The complaints against the EDMC allege that the compensation plan is very similar to the one at Phoenix, which was found to "provide substantial incentives to staff to recruit unqualified students" and operated in a "duplicitous manner" to evade detection. According to the complaint, EDMC’s pay plan is entirely based on enrollment numbers, which is okay for telemarketers, but not in education, according to Harry Litman, the Pittsburgh attorney representing the whistle-blowers. While Guida said he could not comment on the specifics of the complaint, he did say that the plan was designed around what is known as a "safe harbor", which says that a recruiter’s pay can be partially determined by how many students are brought in, as long as that is not the sole basis of his or her pay.

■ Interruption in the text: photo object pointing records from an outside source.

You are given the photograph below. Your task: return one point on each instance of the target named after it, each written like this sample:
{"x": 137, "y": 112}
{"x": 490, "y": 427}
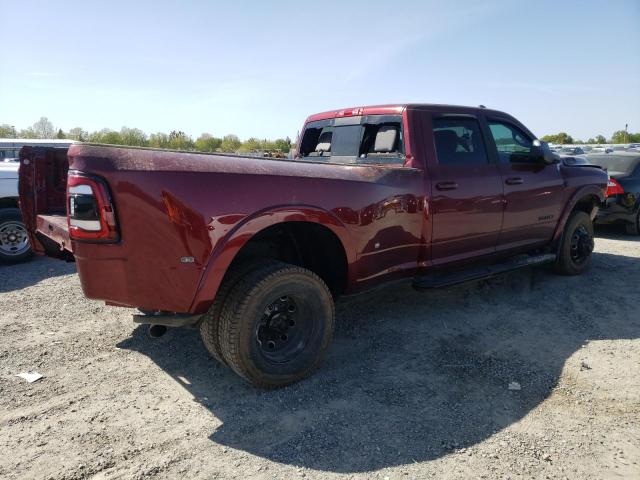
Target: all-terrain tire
{"x": 210, "y": 324}
{"x": 576, "y": 245}
{"x": 13, "y": 248}
{"x": 634, "y": 228}
{"x": 277, "y": 324}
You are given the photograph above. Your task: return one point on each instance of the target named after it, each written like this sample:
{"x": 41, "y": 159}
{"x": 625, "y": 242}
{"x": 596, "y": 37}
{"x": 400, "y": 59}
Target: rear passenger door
{"x": 533, "y": 190}
{"x": 466, "y": 190}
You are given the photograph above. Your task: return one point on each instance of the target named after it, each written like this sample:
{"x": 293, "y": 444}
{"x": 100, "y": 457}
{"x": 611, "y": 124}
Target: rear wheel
{"x": 210, "y": 325}
{"x": 14, "y": 242}
{"x": 276, "y": 325}
{"x": 574, "y": 254}
{"x": 634, "y": 228}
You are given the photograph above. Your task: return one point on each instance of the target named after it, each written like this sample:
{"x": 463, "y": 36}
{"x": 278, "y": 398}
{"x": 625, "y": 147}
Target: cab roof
{"x": 396, "y": 109}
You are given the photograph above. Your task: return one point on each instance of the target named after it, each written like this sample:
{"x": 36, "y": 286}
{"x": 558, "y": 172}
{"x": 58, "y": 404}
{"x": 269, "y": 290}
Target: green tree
{"x": 28, "y": 133}
{"x": 250, "y": 145}
{"x": 230, "y": 143}
{"x": 283, "y": 144}
{"x": 159, "y": 140}
{"x": 8, "y": 131}
{"x": 134, "y": 137}
{"x": 208, "y": 143}
{"x": 43, "y": 128}
{"x": 178, "y": 140}
{"x": 110, "y": 137}
{"x": 78, "y": 134}
{"x": 561, "y": 138}
{"x": 599, "y": 139}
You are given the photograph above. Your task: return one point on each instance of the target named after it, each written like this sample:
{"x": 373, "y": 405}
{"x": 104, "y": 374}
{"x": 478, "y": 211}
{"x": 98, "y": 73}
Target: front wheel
{"x": 576, "y": 245}
{"x": 14, "y": 243}
{"x": 276, "y": 325}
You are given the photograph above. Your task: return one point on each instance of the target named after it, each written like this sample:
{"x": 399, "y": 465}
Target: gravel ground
{"x": 415, "y": 385}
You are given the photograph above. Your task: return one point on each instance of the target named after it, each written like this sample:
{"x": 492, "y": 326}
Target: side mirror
{"x": 542, "y": 153}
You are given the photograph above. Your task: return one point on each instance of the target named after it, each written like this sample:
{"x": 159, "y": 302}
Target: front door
{"x": 533, "y": 190}
{"x": 466, "y": 190}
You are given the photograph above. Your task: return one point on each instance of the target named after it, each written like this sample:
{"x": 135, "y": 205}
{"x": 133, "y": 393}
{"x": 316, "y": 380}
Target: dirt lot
{"x": 414, "y": 386}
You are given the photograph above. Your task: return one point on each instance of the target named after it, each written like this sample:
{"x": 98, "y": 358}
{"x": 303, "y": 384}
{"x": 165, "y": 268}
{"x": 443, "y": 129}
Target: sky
{"x": 259, "y": 68}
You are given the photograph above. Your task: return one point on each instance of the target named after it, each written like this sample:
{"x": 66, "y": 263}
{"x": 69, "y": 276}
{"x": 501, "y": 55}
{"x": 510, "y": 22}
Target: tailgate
{"x": 42, "y": 187}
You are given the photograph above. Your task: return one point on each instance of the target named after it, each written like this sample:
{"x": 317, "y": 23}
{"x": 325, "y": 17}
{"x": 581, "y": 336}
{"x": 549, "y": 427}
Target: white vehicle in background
{"x": 14, "y": 244}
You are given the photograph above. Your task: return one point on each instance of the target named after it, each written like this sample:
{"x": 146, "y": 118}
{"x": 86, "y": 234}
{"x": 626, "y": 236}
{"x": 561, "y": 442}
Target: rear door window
{"x": 459, "y": 141}
{"x": 512, "y": 144}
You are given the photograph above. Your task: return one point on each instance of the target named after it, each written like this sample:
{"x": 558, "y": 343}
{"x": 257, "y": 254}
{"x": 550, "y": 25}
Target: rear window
{"x": 368, "y": 139}
{"x": 619, "y": 163}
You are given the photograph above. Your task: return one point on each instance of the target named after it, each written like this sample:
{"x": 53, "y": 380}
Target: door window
{"x": 459, "y": 141}
{"x": 511, "y": 143}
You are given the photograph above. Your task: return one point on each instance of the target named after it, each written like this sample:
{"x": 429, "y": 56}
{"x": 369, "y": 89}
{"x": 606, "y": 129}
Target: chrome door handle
{"x": 514, "y": 181}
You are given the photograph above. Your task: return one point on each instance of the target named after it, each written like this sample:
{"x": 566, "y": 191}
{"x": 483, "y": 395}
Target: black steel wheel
{"x": 576, "y": 245}
{"x": 276, "y": 325}
{"x": 14, "y": 242}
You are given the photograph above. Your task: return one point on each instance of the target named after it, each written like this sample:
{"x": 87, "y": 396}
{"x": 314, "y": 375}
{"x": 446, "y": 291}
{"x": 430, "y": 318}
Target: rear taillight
{"x": 614, "y": 188}
{"x": 90, "y": 213}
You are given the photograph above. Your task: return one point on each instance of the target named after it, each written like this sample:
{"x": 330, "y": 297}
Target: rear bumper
{"x": 612, "y": 211}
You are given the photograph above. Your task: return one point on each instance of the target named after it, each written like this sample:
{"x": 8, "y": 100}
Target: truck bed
{"x": 54, "y": 226}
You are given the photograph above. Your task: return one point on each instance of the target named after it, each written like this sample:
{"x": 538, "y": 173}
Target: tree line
{"x": 178, "y": 140}
{"x": 175, "y": 140}
{"x": 619, "y": 136}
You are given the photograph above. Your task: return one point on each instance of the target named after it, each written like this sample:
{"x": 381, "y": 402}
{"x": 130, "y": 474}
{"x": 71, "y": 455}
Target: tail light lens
{"x": 90, "y": 213}
{"x": 614, "y": 188}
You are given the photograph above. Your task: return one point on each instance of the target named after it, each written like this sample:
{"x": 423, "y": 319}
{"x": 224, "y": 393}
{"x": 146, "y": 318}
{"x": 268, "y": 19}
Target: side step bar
{"x": 444, "y": 279}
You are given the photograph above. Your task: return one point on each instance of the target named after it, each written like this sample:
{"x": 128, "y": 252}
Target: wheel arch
{"x": 585, "y": 199}
{"x": 251, "y": 230}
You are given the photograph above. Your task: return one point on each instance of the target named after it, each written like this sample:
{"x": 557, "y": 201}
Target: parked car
{"x": 622, "y": 204}
{"x": 254, "y": 251}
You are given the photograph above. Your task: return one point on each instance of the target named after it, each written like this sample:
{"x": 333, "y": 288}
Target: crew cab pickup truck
{"x": 254, "y": 251}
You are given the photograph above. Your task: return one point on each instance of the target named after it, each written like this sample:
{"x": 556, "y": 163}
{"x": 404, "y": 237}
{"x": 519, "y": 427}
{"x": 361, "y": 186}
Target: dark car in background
{"x": 622, "y": 205}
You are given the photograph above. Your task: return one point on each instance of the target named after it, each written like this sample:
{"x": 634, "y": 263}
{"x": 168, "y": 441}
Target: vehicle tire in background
{"x": 634, "y": 228}
{"x": 14, "y": 243}
{"x": 276, "y": 324}
{"x": 209, "y": 326}
{"x": 576, "y": 245}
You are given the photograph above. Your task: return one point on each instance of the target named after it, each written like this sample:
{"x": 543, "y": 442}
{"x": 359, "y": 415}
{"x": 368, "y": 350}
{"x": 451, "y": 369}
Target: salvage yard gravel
{"x": 527, "y": 375}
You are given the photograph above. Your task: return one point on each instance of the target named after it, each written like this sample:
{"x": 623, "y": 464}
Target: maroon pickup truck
{"x": 254, "y": 251}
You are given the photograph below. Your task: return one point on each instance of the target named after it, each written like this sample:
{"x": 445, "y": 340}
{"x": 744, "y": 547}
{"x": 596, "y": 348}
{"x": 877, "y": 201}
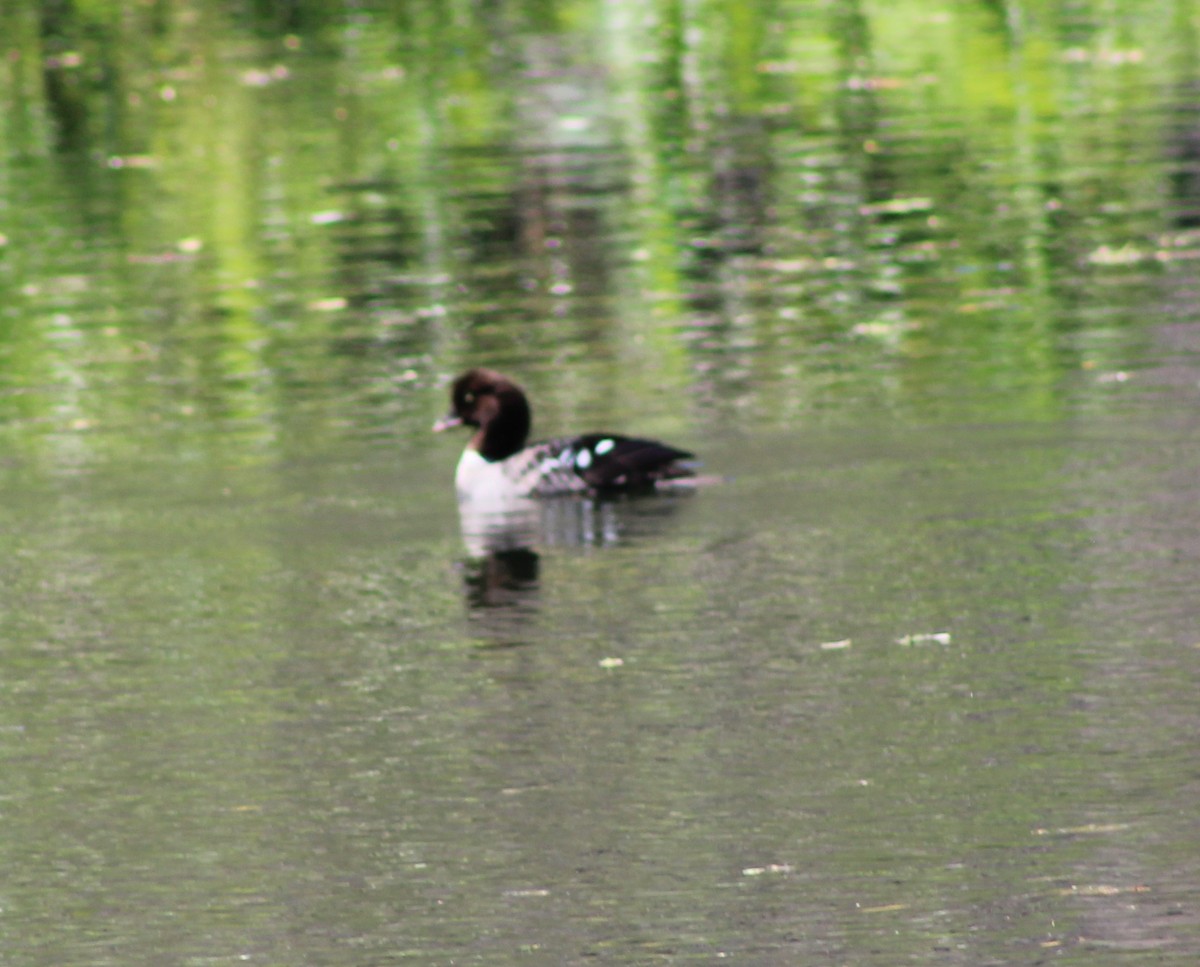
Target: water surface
{"x": 915, "y": 684}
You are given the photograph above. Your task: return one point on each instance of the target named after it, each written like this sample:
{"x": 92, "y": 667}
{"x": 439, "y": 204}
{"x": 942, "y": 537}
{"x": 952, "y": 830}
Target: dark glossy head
{"x": 497, "y": 406}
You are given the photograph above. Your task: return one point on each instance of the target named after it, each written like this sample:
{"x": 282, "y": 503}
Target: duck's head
{"x": 496, "y": 406}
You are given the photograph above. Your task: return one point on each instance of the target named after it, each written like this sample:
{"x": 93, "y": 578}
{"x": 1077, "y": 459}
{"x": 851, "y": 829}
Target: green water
{"x": 915, "y": 684}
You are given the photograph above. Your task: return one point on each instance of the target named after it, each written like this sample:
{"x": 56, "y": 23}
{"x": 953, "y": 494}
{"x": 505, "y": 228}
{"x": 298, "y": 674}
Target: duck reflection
{"x": 503, "y": 563}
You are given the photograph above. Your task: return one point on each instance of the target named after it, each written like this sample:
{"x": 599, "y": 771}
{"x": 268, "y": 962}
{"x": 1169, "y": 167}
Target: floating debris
{"x": 835, "y": 646}
{"x": 934, "y": 637}
{"x": 773, "y": 868}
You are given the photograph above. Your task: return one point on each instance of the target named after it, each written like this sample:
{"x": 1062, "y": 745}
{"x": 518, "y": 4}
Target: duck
{"x": 499, "y": 463}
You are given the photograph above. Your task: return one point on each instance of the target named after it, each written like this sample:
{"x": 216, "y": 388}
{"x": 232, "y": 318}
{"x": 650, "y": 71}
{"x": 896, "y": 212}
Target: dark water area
{"x": 916, "y": 682}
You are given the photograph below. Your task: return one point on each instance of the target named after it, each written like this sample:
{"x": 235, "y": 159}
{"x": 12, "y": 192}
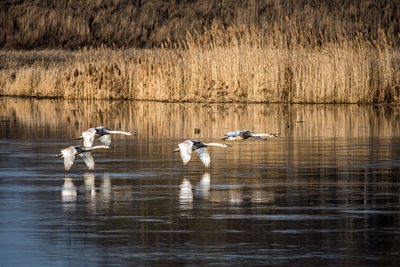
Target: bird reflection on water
{"x": 69, "y": 194}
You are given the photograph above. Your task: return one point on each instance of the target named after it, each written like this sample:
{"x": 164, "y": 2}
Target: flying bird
{"x": 242, "y": 135}
{"x": 69, "y": 154}
{"x": 101, "y": 132}
{"x": 185, "y": 148}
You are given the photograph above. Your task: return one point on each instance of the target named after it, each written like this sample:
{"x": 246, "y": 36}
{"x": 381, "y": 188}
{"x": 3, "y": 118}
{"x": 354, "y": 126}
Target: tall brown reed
{"x": 233, "y": 64}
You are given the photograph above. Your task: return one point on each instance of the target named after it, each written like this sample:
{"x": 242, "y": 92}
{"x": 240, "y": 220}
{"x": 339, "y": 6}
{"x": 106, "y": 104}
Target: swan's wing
{"x": 204, "y": 156}
{"x": 88, "y": 159}
{"x": 105, "y": 139}
{"x": 88, "y": 137}
{"x": 185, "y": 149}
{"x": 69, "y": 157}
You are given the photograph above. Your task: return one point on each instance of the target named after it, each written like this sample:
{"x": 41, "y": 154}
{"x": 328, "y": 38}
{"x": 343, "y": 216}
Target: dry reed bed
{"x": 166, "y": 120}
{"x": 231, "y": 65}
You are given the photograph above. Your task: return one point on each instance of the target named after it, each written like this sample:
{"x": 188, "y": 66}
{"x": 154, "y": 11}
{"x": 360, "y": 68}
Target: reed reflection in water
{"x": 326, "y": 191}
{"x": 164, "y": 120}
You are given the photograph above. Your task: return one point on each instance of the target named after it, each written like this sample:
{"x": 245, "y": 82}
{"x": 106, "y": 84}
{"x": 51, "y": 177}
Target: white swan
{"x": 69, "y": 154}
{"x": 101, "y": 132}
{"x": 241, "y": 135}
{"x": 185, "y": 148}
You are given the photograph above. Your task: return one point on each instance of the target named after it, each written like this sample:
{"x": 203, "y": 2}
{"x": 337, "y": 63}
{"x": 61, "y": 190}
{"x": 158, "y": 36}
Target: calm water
{"x": 325, "y": 193}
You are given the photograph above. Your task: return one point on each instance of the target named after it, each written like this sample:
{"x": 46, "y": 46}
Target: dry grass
{"x": 67, "y": 119}
{"x": 236, "y": 64}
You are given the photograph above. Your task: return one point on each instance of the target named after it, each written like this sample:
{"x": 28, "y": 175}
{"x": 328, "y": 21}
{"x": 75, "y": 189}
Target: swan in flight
{"x": 101, "y": 132}
{"x": 69, "y": 154}
{"x": 185, "y": 148}
{"x": 241, "y": 135}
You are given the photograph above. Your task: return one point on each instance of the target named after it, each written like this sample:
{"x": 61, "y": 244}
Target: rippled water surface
{"x": 326, "y": 192}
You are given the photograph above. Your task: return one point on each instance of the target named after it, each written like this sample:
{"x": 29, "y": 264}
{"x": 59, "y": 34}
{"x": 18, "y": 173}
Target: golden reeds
{"x": 233, "y": 64}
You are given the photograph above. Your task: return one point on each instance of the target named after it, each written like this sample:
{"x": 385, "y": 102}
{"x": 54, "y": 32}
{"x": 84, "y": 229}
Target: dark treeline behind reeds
{"x": 202, "y": 51}
{"x": 72, "y": 24}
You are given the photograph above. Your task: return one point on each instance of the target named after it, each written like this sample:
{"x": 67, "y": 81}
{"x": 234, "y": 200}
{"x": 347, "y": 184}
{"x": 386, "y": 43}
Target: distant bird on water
{"x": 69, "y": 154}
{"x": 241, "y": 135}
{"x": 101, "y": 132}
{"x": 185, "y": 148}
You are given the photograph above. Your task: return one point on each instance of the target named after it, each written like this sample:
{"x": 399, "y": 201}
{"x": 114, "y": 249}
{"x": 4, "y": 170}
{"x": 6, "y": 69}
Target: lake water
{"x": 326, "y": 192}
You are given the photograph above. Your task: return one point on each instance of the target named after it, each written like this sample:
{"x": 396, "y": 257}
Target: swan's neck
{"x": 119, "y": 132}
{"x": 216, "y": 144}
{"x": 94, "y": 147}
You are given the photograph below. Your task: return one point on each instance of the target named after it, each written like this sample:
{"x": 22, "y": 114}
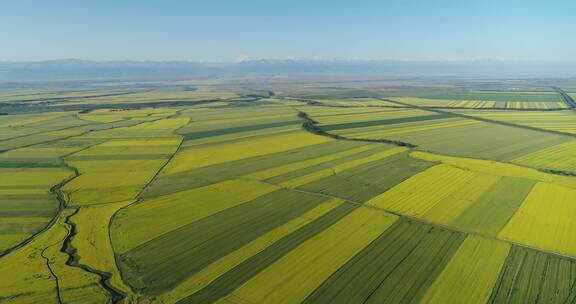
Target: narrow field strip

Apart from the financial payouts associated with the schools, the lawsuit could also prove to be the basis for political fallouts as well. The former governor of Maine, who was also former chief executive before Nelson and still serves as chairman of the board, is married to Senator Olympia Snowe, whose 2010 financial disclosure form lists EDMC stock and options worth $2 million to $10 million, the article further states. Scott D’Amboise, who is challenging Snowe in the 2012 Republican primary is calling on her to resign because she benefited from her husband’s earnings, which D’Amboise claims were "millions of our hard-earned tax dollars." Senator Snowe declined to comment on the matter.